Tuesday, October 31, 2006

When more is less

In retooling our QA lab we've dropped the number of machines by half...and become more productive! Our work involves constantly re-installing windows service packes, hardware drivers, and assorted telephony software. Turns out that looking after of lots of machines was wasting time. We didn't used to have an organized way of managing the machines; we didn't know what was already on them, especially after a week of testing.

The cry always went out for more machines, which arrived "clean" and ready to go. Of course, after a testing cycle the new machine could end up just as messed up as all the others. Later, when the next release rolled around it was "we need more machines" all over again.

Reminds me of the old tale about the workbench with 25 screwdrivers and a set of storage slots for the screwdrivers, but only 24 slots. In the beginning each screwdriver was in its appropriately marked slot. Except #25 which someone borrows. Then another worker borrows #15. When the first worker returns, he puts #25 into the only open slot, #15's slot. Then he borrows #7. Now the second worker returns and puts #15 into slot #7. Pretty soon all the screwdrivers are in the wrong slots. The whole storage system fell apart because of a single insufficient slot.

Monday, October 30, 2006

Even in Windows-land, OSS is here

We installed Subversion and Trac here last week to replace Starteam for defect tracking and source control.
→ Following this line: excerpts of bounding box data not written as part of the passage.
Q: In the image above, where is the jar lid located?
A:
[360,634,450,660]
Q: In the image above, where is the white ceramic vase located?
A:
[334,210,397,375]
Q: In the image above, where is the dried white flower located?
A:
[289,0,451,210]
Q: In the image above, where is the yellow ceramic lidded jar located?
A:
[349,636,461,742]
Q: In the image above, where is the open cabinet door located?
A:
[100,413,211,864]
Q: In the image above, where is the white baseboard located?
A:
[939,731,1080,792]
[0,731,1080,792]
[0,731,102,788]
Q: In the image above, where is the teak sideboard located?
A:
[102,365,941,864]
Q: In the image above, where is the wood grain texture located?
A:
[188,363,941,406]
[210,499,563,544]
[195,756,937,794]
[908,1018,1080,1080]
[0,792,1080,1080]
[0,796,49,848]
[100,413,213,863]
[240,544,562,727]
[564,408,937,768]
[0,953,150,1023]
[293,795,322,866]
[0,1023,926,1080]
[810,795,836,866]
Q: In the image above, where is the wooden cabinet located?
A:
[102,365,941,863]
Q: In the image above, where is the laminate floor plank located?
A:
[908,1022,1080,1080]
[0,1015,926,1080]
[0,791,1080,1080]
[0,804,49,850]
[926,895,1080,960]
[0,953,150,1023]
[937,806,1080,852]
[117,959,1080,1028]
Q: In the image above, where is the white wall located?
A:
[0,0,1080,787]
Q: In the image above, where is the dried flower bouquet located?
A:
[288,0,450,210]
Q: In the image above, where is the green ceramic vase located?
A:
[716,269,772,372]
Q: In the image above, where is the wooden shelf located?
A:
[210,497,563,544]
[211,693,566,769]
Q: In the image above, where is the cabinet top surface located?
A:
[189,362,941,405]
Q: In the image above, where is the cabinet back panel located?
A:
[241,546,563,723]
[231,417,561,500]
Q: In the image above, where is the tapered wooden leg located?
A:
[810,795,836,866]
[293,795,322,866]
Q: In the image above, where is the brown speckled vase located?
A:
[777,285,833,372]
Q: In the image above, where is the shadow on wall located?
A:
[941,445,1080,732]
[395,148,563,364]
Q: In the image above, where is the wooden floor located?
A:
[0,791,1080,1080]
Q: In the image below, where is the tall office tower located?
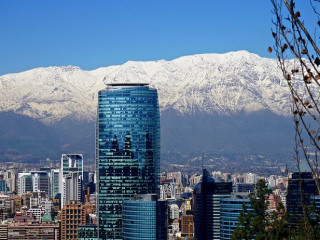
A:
[194,169,232,240]
[181,214,194,238]
[61,200,86,240]
[4,170,16,192]
[59,154,83,208]
[18,173,33,196]
[123,194,167,240]
[286,172,319,224]
[220,193,253,240]
[31,171,50,194]
[50,169,60,198]
[96,84,160,239]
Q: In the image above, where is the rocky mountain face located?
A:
[0,51,292,160]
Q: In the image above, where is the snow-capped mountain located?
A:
[0,51,290,123]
Firefox and GMail/Yahoo/Hotmail are rampant. Asterisk answers the phone. All these open-source software tools have replaced commercial products. Even here in a traditionally Microsoft shop, OSS is starting to mainstream. And we didn't need to switch to Linux to do it. Yes, the Asterisk box runs Linux, but it's just a box on the network, like GMail is a service on the larger network called the Internet. Who cares what GMail servers run; Windows clients can use it happily.

Yes we still use Exchange, Visual Studio, and GotoMeeting.com. But in five years?

Tuesday, October 17, 2006

Ballmer on Vista

Scott Rosenberg has an interesting article on Ballmer's comments that Vista has come out pretty much as expected. I think there are about 30,000 programmers at the Redmond campus. It boggles the mind how that many coders can get anything done that doesn't duplicate, simulate, or break what others are doing. For many years they coped through specialization. Each programmer got something tiny, like a single Win32 API call, to work on.

Then after XP they pinned the needle the other way, and a rewrite orgy began. It produced some good things. XAML is good. They completely rewrote Window's TCP/IP stack; which is quite an act of chutzpah, and now it supports multi-core CPUs in useful ways. But overall they ended up suffering exactly the sort of problems that a Big Bang approach would bring.

In a way it's a smart move though. Most people are quite happy with XP. Any next version had to be a long-term, next-generation thing. People will love Vista in 2009.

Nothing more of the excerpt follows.